For too long, religious exemptions have created special privileges for religious people and organizations at the federal level.
But there’s a solution: the Do No Harm Act, which was recently introduced in the Senate by Senator Cory Booker (D-NJ). The Do No Harm was also introduced in the House of Representatives in March.
If passed, the Do No Harm Act would limit the negative impact of religious exemptions created by the Religious Freedom Restoration Act in all areas of federal law, including civil rights and health care coverage.
American Atheists has long opposed the Religious Freedom Restoration Act (RFRA) because it gives special treatment to religion above and beyond what the First Amendment requires or allows.
While RFRA was originally intended as a shield to protect religious minorities, this law is now being used as a weapon to justify the denial of health care coverage for employees, to allow for discrimination, and to undermine child labor and abuse laws.
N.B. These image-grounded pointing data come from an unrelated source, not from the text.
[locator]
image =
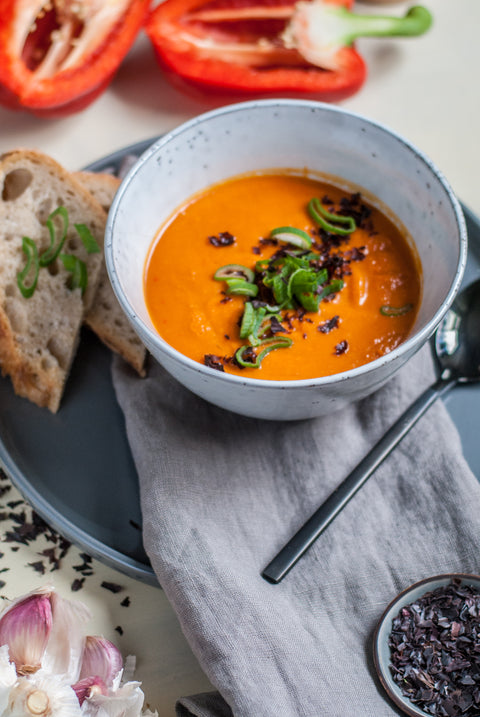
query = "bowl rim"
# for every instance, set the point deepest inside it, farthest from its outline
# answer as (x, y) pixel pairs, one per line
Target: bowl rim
(406, 348)
(392, 608)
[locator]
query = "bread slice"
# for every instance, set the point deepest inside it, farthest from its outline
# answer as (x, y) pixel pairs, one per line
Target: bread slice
(106, 317)
(39, 335)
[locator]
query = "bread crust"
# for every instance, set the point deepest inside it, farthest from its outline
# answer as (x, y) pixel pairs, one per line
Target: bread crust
(39, 335)
(105, 316)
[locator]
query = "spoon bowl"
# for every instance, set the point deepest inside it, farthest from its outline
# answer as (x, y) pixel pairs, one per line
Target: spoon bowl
(457, 340)
(457, 350)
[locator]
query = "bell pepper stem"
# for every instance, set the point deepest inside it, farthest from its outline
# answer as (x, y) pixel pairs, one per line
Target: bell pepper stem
(416, 21)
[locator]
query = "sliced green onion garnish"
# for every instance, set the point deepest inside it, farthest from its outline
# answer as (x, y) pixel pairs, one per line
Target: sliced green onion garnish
(32, 266)
(309, 301)
(262, 265)
(248, 320)
(240, 287)
(324, 219)
(234, 271)
(50, 254)
(88, 240)
(395, 311)
(334, 286)
(292, 235)
(278, 342)
(78, 269)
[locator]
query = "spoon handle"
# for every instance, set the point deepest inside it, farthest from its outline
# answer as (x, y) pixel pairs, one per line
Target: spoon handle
(323, 516)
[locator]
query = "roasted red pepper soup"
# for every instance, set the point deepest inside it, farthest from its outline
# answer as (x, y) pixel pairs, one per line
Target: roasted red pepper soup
(276, 275)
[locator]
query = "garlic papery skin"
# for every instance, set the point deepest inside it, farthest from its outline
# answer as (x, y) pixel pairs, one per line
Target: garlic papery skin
(88, 687)
(8, 677)
(25, 626)
(67, 638)
(45, 696)
(127, 701)
(100, 659)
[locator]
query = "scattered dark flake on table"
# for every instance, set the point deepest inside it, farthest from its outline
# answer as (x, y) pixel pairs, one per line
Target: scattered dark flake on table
(435, 651)
(341, 348)
(77, 584)
(15, 503)
(113, 587)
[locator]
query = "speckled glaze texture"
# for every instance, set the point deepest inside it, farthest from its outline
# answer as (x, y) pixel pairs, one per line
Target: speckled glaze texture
(296, 134)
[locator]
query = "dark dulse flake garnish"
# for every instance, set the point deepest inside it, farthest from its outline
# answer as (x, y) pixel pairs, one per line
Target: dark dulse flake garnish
(222, 239)
(326, 326)
(435, 651)
(213, 361)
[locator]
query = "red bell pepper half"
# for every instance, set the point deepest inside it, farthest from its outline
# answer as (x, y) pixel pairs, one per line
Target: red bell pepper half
(270, 46)
(57, 56)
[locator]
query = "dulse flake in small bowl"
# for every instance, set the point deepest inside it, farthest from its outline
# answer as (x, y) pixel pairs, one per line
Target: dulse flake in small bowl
(427, 647)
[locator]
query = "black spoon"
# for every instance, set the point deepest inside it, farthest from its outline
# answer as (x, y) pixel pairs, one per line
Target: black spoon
(457, 348)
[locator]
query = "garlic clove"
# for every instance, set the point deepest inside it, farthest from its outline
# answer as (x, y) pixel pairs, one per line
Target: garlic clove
(89, 687)
(25, 627)
(66, 641)
(101, 658)
(8, 677)
(45, 696)
(127, 701)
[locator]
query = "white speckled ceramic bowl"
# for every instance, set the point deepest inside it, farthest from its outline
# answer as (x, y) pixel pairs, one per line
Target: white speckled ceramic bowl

Religious beliefs should never justify special exemptions from the law. The Do No Harm Act would take a step in the right direction by making sure that any religious exemptions under RFRA do not shift the burden to third parties, such as young people in foster care, people receiving services from the federal government, or employees of religious businesses.
As Congressman Bobby Scott, a sponsor of the House bill, explained, the Do No Harm Act will ensure that “religious freedom is only used as a shield to protect individuals from discrimination and not a sword to cut down the rights of others.”